Blind trust is not enough – NGOs call for binding global rules
23. January 2003
The WEF has this year taken on the motto of 'building trust'. This is a timely theme because their own study has shown that public trust in business leaders is at an all-time low. The Public Eye on Davos conference will focus on the daily activities of transnational corporations which have led to this lack of trust, and which contradict the assurances by WEF members that they are striving to be good corporprate citizens. “At the WEF it is always Sunday, filled with noble sounding sermons, but corporations are to be judged by what they do, not what they say,” says Matthias Herfeldt, coordinator of the conference from The Berne Declaration.
The Public Eye on Davos is organised by The Berne Declaration, Friends of the Earth International, and other international NGOs from the North and the South. The conference will be opened today by Oscar Lafontaine, former Finance Minister of Germany, with a speech on the social and environmental responsibilities of large transnational corporations. The conference runs until January 27th and will include panels on the PR strategies of transnational corporations, case studies on the impacts of corporate wrong-doings and a discussion of labour rights.
The Berne Declaration and the other NGOs that support the Public Eye are part of the global movement that challenges corporate-driven, neoliberal globalisation. The most important gathering of this movement, the World Social Forum in Porto Alegre, Brazil, opens today also.
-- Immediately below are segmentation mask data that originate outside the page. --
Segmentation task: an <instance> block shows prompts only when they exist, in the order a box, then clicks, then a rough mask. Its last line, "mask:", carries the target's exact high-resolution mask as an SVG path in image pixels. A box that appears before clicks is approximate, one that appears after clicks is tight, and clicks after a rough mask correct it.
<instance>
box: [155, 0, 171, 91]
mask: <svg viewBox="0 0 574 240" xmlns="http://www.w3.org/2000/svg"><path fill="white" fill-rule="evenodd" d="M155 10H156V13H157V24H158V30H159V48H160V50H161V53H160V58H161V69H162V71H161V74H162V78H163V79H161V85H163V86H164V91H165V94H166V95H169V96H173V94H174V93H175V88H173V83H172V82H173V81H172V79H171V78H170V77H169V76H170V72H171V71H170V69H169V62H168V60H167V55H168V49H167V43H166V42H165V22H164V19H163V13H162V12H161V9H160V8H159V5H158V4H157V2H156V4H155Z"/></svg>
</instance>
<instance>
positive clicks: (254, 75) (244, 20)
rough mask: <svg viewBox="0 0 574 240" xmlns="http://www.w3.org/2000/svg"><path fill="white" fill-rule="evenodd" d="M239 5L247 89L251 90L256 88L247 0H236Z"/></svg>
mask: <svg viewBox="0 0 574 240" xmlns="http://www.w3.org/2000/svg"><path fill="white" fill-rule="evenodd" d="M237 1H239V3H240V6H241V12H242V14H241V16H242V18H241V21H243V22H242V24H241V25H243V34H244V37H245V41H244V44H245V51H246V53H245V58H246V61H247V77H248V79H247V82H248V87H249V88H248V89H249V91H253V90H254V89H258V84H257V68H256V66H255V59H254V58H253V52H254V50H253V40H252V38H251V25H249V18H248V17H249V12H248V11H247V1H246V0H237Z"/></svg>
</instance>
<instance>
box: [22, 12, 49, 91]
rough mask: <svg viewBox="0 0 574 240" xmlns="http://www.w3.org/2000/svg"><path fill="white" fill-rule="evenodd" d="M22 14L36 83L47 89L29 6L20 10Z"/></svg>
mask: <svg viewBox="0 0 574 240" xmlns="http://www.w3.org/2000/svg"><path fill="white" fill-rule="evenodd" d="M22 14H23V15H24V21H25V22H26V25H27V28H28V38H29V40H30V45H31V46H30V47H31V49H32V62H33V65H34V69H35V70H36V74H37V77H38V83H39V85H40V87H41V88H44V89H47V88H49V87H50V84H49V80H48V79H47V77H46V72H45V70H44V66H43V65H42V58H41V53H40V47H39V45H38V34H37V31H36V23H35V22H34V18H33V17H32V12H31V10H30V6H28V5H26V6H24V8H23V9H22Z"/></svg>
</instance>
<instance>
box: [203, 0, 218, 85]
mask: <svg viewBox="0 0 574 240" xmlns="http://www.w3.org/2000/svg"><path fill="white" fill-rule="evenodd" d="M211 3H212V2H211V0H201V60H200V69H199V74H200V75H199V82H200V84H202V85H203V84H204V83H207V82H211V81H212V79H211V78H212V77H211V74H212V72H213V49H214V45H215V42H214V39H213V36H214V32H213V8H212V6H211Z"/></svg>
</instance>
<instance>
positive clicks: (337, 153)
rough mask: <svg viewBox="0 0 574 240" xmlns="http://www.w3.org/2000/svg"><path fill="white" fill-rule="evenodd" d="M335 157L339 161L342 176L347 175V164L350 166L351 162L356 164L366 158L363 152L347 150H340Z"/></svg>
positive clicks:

Marcelo Lucca from Porto Alegre is at the Public Eye as an 'ambassador' of the World Social Forum and says, “Another world is possible and the struggle to create it will be waged in Davos, in Porto Alegre and everywhere.”
Tony Juniper from Friends of the Earth said “Rules are needed to control the worst excesses of big business – not only to protect those who are better off, but to afford rights to those who pay the highest prices of all – in suffering the effects of pollution, degraded land, stolen resources and poverty.” At the Public Eye conference organisers this year highlight the need for international and national regulation to secure corporate accountability.